I just saw The Adventures of Tintin (yes, everything is possible in NYC, even 12:45 a.m. screenings of a children’s film) and strongly recommend it. I’ve been a huge fan of the Tintin oeuvre — shall we call them graphic novels? they are not dark and pretentious, as so many graphic novels are, but they are a little too beautiful to be called comic books — since I was nine or ten, and I am gratified that Steven Spielberg has made a film version that captures the spirit of the original. (In the print NR, film critic — and my fellow Tintin aficionado — Ross Douthat reaches the same general judgment.) The movie works as an adventure story, but more importantly it shares the sense of humor that is so central to the charm of the original.
The one area in which the film falls short of the books is the colors. Perhaps a feature film rendered entirely in the saturated palette of Hergé’s originals would have been exhausting for viewers? In any case, go from the film to the books and you will see a great difference in brightness. This is especially the case with the 3-D version, which is the one I saw. The dulling of color is still an important problem with the 3-D process, which needs work. On the other hand, some of the 3-D effects in the film are quite marvelous, and it would be a shame to lose them by opting for the 2-D version. You pays your money and you takes your choice.

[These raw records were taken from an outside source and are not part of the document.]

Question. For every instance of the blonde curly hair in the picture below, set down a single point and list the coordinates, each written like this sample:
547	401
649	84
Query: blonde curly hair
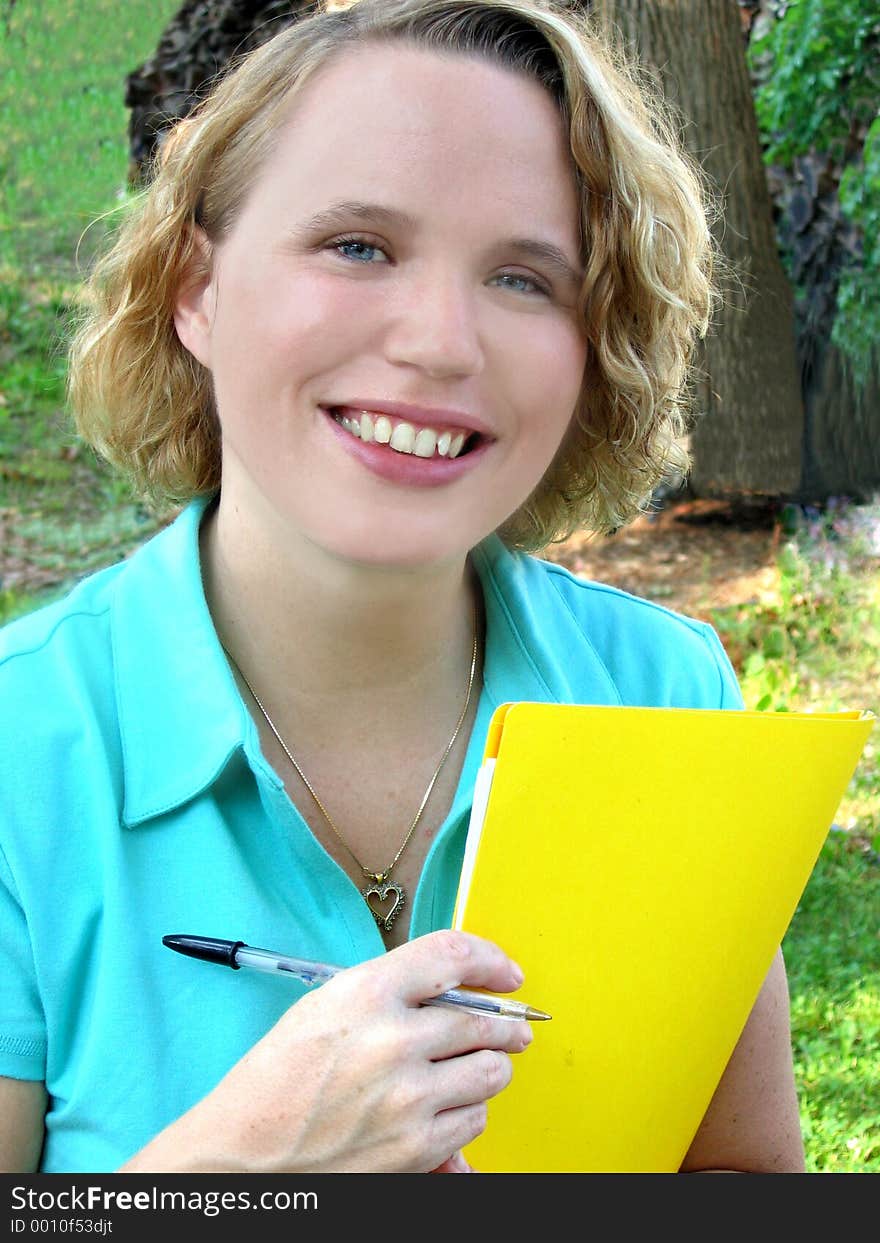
147	405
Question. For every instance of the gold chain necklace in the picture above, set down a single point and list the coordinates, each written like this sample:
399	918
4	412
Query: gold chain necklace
379	889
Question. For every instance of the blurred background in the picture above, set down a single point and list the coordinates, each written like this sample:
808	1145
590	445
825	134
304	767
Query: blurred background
774	537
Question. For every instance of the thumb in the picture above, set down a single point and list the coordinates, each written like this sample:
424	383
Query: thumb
455	1164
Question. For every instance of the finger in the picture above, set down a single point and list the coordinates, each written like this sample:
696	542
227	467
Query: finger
439	961
446	1032
471	1079
455	1164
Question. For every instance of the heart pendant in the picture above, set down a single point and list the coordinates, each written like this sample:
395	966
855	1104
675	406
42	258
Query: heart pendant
385	900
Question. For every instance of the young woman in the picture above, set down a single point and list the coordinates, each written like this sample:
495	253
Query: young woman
412	293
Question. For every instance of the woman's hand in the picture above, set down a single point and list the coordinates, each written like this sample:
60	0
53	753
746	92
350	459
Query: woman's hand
358	1077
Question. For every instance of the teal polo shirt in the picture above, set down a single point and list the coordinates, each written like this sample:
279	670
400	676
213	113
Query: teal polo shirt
136	802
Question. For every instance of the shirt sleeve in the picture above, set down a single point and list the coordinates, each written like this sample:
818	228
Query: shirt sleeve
730	689
22	1028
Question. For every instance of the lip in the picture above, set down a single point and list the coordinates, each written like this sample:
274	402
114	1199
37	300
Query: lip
419	415
403	469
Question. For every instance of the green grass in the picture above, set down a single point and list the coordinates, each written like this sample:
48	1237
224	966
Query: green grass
62	162
817	645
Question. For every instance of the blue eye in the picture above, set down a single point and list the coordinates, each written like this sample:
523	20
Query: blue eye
341	244
537	286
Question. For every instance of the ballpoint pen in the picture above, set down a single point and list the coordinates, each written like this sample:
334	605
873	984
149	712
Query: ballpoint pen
236	954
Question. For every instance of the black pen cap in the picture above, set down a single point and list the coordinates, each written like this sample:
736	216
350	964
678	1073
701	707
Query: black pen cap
208	949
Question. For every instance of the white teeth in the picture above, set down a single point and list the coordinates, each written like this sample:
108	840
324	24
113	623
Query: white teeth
425	443
382	429
403	438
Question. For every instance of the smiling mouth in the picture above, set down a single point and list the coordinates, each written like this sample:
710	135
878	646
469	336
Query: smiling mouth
404	438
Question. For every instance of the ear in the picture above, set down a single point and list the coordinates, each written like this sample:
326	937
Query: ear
194	301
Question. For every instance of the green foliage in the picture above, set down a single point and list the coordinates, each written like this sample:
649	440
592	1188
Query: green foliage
834	980
64	158
820	70
817	646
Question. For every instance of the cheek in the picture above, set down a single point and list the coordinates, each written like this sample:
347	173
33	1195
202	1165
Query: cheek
550	368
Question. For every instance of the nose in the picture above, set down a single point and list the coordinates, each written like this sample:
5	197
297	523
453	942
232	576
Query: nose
435	326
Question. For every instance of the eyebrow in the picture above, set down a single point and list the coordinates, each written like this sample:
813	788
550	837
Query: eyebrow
342	213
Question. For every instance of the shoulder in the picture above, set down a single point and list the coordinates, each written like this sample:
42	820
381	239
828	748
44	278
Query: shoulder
650	654
41	643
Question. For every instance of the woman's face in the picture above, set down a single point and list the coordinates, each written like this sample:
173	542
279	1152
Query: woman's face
407	265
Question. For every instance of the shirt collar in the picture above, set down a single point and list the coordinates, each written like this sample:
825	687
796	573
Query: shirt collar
180	714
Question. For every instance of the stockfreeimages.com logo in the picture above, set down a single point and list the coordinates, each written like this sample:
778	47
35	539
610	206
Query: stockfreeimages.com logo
209	1203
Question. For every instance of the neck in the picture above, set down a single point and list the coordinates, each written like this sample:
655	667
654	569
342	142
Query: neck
328	629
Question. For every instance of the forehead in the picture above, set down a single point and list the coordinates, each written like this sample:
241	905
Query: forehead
430	126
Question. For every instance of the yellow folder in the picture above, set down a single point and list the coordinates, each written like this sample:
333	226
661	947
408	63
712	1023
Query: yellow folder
643	866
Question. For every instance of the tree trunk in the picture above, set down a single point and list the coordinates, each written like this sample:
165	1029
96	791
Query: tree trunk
748	436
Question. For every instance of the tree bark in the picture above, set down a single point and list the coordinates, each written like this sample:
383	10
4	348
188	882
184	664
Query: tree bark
750	426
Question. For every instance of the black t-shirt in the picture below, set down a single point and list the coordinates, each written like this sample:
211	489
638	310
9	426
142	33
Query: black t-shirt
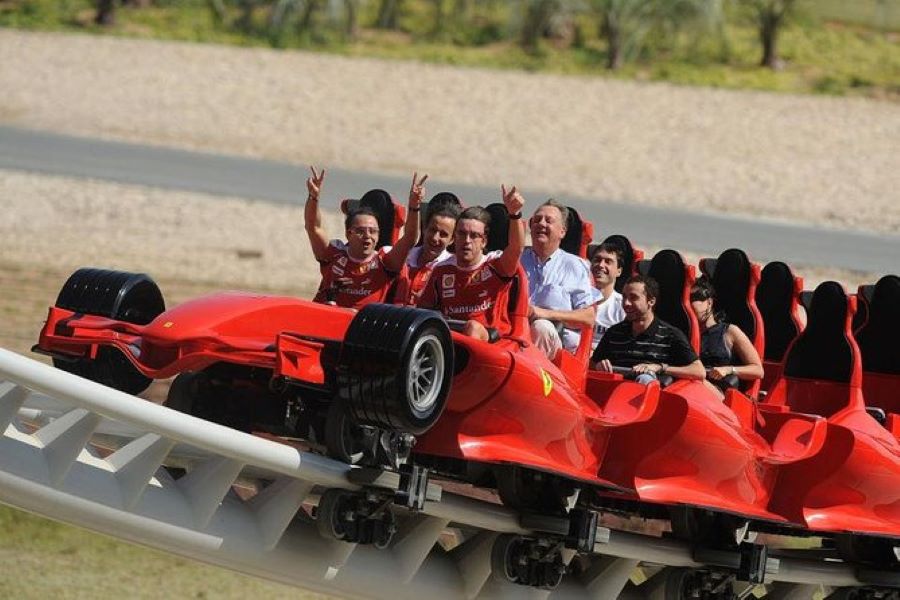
660	343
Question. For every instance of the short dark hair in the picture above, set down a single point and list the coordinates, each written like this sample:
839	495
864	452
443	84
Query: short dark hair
702	290
477	213
447	210
610	248
362	210
651	287
562	208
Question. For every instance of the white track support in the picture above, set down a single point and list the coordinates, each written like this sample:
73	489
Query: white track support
792	591
78	452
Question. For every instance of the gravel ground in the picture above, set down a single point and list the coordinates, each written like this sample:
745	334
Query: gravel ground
822	160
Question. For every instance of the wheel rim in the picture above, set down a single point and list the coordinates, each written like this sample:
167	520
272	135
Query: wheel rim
426	373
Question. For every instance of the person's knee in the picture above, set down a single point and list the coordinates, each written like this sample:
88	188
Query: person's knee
645	378
476	330
545	336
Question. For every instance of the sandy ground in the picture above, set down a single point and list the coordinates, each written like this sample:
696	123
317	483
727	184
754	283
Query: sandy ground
813	159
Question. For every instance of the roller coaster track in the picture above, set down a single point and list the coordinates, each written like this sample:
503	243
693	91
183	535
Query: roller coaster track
81	453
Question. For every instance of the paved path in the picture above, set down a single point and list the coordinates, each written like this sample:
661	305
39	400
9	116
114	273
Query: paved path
704	233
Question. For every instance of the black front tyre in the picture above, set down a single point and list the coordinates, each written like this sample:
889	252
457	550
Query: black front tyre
396	367
131	297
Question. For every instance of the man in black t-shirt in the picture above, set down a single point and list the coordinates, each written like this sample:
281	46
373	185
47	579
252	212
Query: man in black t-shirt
650	346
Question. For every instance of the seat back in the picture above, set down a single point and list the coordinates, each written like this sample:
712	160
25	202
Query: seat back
778	301
879	344
673	306
517	306
390	215
863	300
578	234
498	235
823	367
735	280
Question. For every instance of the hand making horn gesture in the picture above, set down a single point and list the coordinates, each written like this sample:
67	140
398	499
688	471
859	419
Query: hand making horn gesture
417	191
513	200
314	183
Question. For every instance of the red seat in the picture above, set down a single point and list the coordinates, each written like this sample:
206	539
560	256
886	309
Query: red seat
823	367
735	280
675	278
879	345
778	301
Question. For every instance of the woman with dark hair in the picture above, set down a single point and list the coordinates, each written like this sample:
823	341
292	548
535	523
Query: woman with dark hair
725	350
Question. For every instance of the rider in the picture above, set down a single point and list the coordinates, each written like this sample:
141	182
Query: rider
724	348
606	267
559	283
474	286
355	272
650	346
438	235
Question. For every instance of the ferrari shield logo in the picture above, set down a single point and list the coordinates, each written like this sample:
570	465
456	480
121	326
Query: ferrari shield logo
548	383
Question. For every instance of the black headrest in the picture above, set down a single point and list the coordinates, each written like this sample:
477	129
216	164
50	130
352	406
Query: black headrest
498	236
731	279
878	338
381	203
774	299
863	299
624	244
571	242
823	351
668	269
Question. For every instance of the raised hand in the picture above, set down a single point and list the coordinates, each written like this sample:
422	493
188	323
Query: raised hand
417	191
512	199
314	183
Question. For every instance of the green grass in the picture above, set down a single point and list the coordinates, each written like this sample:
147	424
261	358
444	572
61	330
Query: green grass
832	47
74	563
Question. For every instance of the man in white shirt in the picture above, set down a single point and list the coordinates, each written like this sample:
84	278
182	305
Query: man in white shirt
560	289
606	267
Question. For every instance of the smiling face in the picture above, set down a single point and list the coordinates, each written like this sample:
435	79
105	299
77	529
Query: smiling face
362	236
547	228
438	236
470	238
605	268
635	302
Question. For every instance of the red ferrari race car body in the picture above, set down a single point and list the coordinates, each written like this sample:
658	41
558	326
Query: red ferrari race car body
508	404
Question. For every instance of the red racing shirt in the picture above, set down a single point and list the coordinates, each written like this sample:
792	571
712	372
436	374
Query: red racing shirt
478	293
353	283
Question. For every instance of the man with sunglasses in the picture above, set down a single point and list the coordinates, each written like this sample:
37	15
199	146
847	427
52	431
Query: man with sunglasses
560	290
357	272
473	286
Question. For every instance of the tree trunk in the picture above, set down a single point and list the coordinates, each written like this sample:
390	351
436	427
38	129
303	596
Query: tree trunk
245	21
388	14
537	18
309	13
768	37
351	27
106	13
611	31
439	22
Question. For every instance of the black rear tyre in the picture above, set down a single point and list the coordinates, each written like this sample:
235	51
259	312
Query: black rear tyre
131	297
396	367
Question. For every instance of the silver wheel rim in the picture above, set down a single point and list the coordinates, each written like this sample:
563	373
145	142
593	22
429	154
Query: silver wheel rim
426	372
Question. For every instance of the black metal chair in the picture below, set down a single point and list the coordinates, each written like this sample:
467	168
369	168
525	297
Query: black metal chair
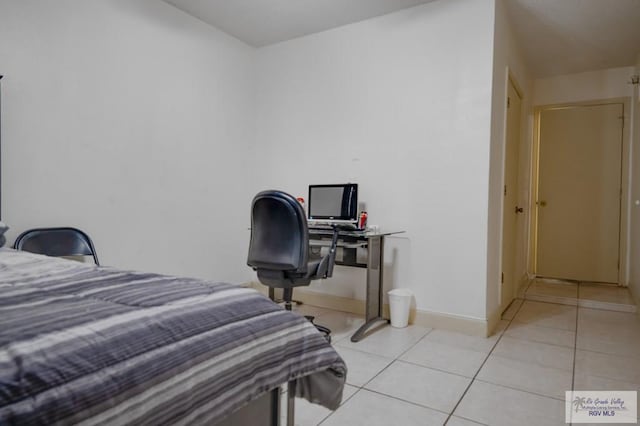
56	242
279	246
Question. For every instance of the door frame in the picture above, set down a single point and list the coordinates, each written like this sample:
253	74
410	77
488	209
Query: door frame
511	80
624	193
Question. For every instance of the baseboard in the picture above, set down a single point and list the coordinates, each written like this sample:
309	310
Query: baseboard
431	319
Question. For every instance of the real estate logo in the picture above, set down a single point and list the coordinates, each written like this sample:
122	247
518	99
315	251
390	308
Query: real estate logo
601	407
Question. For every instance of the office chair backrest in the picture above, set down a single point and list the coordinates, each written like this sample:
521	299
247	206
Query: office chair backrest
279	234
56	242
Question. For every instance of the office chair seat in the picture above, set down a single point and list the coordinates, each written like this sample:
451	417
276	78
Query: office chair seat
279	246
57	242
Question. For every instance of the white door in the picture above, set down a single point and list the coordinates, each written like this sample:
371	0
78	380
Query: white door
511	210
579	192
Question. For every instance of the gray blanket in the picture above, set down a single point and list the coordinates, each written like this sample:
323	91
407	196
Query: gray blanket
94	345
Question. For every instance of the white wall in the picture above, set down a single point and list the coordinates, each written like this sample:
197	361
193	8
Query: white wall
634	209
128	119
400	104
507	59
586	86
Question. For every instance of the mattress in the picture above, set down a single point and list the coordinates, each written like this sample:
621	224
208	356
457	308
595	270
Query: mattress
81	344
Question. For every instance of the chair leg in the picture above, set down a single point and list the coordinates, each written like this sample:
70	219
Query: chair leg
287	296
272	296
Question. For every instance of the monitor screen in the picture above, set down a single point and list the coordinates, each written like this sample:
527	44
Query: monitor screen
333	202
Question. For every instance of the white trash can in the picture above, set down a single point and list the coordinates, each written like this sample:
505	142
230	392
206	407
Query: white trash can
399	304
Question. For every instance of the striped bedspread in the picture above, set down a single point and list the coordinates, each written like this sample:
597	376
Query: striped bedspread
94	345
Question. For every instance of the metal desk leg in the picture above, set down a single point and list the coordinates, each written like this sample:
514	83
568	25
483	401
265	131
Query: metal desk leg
291	401
375	270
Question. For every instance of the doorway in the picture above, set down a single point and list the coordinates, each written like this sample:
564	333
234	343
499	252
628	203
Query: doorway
579	192
511	210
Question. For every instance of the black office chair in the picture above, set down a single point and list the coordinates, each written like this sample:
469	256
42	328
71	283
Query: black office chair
56	242
279	246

Whichever version you take the youngsters to see, there is a high probability that they will be curious about the books — and thereafter, confronted with Hergé’s Technicolor, they’ll be hooked for life. Among the many incidental benefits of this will be that they will curse more creatively than others in their age cohort. Tintin’s friend, Captain Haddock, has a colorful vocabulary (“blistering barnacles” being probably his most famous catch phrase) and a legendarily impressive repertoire of insults (he deploys a few choice examples in the film, but you can find a long list of them here). When other kids are shouting the usual four-letter words at each other, yours can be the first ones on the block to accuse others of being “bashi-bazouks! abecedarians! trogolodytes!” or — the worst one of all, from the film — “politicians!”
In short, this is a film that’s great fun, and appropriate for the whole family.